Sue Ellen Binder and Georgia Hathcock were once invited to a mutual friend’s birthday celebration. Call my girlfriends and I the eternal optimists, but rumor had it that those two had finally agreed to let bygones be bygones. Wrong. Being in the same room with ’em is just as uncomfortable as it was when Georgia came back to town and found out Sue Ellen had married her high school sweetheart. You know what they say, the more things change, the more they stay the same.

It was actually going pretty smoothly, there for a little while. We were having birthday cake and coffee when the conversation turned to aging, and all the funnies that come with the territory. Red was saying that she had gotten to where she didn’t mind it much— at least not compared to the alternative. “I admit,” she said, “I kind of wigged out when I turned thirty,” she said, “but after that, well, they don’t bother me much.”

The rest of the group was pretty divided. Some of ‘em said their birthdays bothered ‘em a whole lot. Some of ‘em seemed to take aging in stride. Georgia hadn’t said anything. “What about you, Georgia,” Red asked. “Do you get depressed on your birthday?”

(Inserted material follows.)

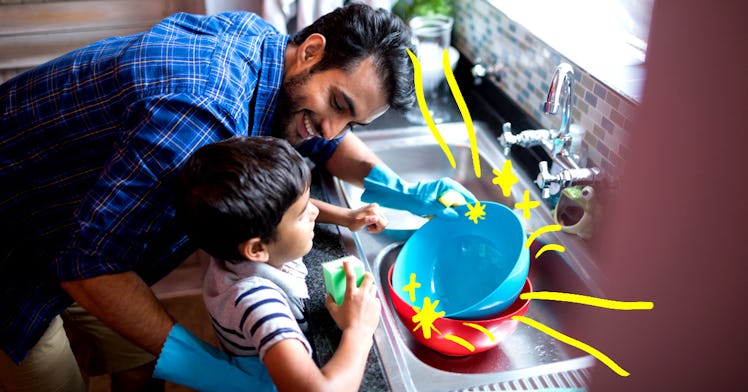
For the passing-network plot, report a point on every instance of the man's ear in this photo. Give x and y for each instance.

“Well,” Georgia said, adjusting the skinny straps of her dangerously low blouse, “not really. I mean, I think things are holding up pretty well, if you know what I mean. But when it does get to me I know just what to do. When I get down in the dumps I buy myself a
new dress.”

She may have meant to whisper, but I heard Sue Ellen’s comment from clear down at the other end of the table. She turned to our friend Lisa and said, “The dumps, huh, I always wondered where she bought those kind of clothes.”